Raskie was one of many stars on the night for Oregon. She recorded a triple-double, with 60 assists, 11 digs and 10 kills, and Oregon hit .313 for the match. Three other Ducks reached 10 or more kills: besides Stone, Lindsey Vander Weide contributed 17 along with 18 digs and Johnson had 15 kills and 10 digs. Page’s big day included nine kills and six blocks. Nuneviller had a match-high 25 digs and three aces.

Seliger-Swenson, the Big Ten Player of the Year playing her final match in a Minnesota uniform, had 55 assists and 10 digs in the loss.

Oregon will take on Nebraska in the Elite Eight tonight at 6 p.m. EST. The defending national champions snapped Kentucky’s 23-match winning streak with a decisive sweep. Outside hitters Mikaela Foecke and Lexi Sun combined for 27 kills and freshman setter Nicklin Hames had a double-double for the Huskers, her school-record tying 22nd of the year. SEC Player of the Year Lead Edmond was held to just seven kills and .040 hitting in the loss.


Elsewhere, No. 1 Stanford defeated Washington State for the third time this year, winning in four behind huge nights from middle blockers Tami Alade and Holly Campbell, who combined for 22 kills while hitting over .500 and added 14 blocks.
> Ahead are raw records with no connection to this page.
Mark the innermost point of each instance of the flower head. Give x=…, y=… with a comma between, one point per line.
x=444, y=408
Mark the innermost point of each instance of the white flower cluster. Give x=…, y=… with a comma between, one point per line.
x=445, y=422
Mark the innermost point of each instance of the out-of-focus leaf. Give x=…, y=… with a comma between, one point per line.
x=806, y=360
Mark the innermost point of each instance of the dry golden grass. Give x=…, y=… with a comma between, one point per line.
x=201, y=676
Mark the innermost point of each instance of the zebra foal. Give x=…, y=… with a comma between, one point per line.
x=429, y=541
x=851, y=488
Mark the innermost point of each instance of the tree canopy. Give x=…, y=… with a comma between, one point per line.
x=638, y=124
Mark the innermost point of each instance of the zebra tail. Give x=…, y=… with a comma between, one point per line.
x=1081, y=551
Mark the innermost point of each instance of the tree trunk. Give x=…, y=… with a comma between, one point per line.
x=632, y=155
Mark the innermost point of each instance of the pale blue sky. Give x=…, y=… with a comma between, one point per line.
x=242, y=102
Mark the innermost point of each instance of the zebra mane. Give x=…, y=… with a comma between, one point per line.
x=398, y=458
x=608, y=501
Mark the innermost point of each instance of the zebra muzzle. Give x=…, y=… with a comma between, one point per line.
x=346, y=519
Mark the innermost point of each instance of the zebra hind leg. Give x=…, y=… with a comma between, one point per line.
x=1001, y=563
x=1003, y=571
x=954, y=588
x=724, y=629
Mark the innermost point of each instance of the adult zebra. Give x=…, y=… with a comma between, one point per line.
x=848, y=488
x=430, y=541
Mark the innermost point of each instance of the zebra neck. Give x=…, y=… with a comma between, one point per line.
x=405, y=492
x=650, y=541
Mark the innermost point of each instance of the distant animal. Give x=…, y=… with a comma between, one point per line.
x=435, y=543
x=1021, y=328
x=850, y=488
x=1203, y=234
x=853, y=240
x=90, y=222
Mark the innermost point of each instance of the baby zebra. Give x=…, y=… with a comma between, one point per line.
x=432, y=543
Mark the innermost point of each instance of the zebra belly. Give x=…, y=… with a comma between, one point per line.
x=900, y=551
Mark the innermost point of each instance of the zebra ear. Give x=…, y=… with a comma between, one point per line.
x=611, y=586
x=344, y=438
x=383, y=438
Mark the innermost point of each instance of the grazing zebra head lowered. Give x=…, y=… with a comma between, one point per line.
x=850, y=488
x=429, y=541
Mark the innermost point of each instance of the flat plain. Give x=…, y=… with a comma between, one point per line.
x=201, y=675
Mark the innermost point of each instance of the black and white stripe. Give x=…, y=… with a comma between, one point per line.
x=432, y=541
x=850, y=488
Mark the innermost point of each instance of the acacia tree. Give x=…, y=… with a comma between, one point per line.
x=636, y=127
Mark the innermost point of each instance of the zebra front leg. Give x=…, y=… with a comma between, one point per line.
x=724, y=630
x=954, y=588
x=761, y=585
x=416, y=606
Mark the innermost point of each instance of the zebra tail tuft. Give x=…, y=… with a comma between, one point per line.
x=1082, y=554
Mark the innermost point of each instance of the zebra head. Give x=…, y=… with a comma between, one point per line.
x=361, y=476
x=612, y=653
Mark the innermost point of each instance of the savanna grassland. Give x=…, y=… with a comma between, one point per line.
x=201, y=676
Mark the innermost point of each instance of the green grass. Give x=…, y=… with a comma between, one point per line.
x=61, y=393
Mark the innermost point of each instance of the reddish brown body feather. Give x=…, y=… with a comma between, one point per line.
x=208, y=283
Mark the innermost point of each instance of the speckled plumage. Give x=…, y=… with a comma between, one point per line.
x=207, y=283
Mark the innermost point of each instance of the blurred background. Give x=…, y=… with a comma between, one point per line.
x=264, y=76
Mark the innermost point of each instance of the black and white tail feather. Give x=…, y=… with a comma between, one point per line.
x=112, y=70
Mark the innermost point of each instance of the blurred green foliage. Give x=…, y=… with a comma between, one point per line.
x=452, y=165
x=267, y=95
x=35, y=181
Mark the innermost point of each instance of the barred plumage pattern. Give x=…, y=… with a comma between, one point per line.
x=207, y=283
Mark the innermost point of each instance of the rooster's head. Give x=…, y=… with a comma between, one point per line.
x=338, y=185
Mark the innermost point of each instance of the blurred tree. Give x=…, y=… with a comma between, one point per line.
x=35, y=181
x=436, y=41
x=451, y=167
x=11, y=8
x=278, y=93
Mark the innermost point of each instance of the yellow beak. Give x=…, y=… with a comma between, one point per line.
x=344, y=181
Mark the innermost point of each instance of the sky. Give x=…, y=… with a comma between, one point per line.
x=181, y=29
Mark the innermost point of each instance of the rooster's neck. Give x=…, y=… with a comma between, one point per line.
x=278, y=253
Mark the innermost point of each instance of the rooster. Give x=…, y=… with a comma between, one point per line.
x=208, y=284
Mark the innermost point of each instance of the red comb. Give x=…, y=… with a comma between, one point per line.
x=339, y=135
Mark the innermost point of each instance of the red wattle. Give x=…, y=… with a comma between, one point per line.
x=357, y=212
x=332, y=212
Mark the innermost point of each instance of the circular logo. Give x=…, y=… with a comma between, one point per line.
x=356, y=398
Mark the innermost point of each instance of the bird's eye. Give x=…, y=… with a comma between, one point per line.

Taylor Mims had 17 kills and 10 digs for the 16th-seeded Cougars, who rallied from a 23-19 Game 2 deficit to square the match at a set apiece but could not sustain the momentum.

Stanford will face Penn State at 10 p.m. EST. The eighth-seeded Nittany Lions fought off a set point in the first to sweep Washington. OH Taylor Leath led the way with 12 kills on 23 swings against just one error. She was one of three with 10 or more kills for Penn State.

No. 3 Illinois had no trouble sweeping past No. 14 Marquette to reach the national quarterfinals. The Illini hit a blazing .552 in the first set to set the tone for the match. Jordyn Poulter had 38 assists and three kills and middles Ashlyn Fleming and Ali Bastianelli combined for 17 kills on just 25 swings in the win.

Sixth-ranked Wisconsin is up next for Illinois, today at 4 p.m. EST, after the Badgers crushed San Diego, 13, 16 and 10. Wisconsin hit .515 for the match compared to .045 for the Toreros and its five hitters, Dane Rettke, Tionna Williams, Grace Loberg, Madison Duello and Molly Haggerty, combined for 36 kills on just 62 swings with a total of four errors.

No. 4 BYU rallied from a set down to chomp the Florida Gators in four sets. Roni Jones-Perry had 17 kills and middles Kennedy Eschenberg and Heather Gneiting combined for 19 kills and 14 blocks for the victorious Cougars.

BYU takes on Texas today at 8 p.m. EST. The Longhorns overcame a game Michigan team by splitting 29-27 decisions in Games 3 and 4 and winning the other two sets decisively to prevail in four sets. After Texas won the first, the Longhorns appeared set to take the second when a back row block call on setter Jhenna Gabriel, which could (and probably should) have gone the other way as an over-the-net call on Michigan, changed the momentum. The Wolverines had three set points in the third set, but Texas won each on kills from Yaazie Bedart-Ghani, Micaya White and Morgan Johnson before a kill from Brionne Butler put the set in Texas’ column.

White, Logan Eggleston and Bedart-Ghani combined for a great hitting day from the pins for Texas. The trio had 53 kills on 111 swings. Carly Skjodt closed out her brilliant career with 16 kills and nine digs in the loss for Michigan.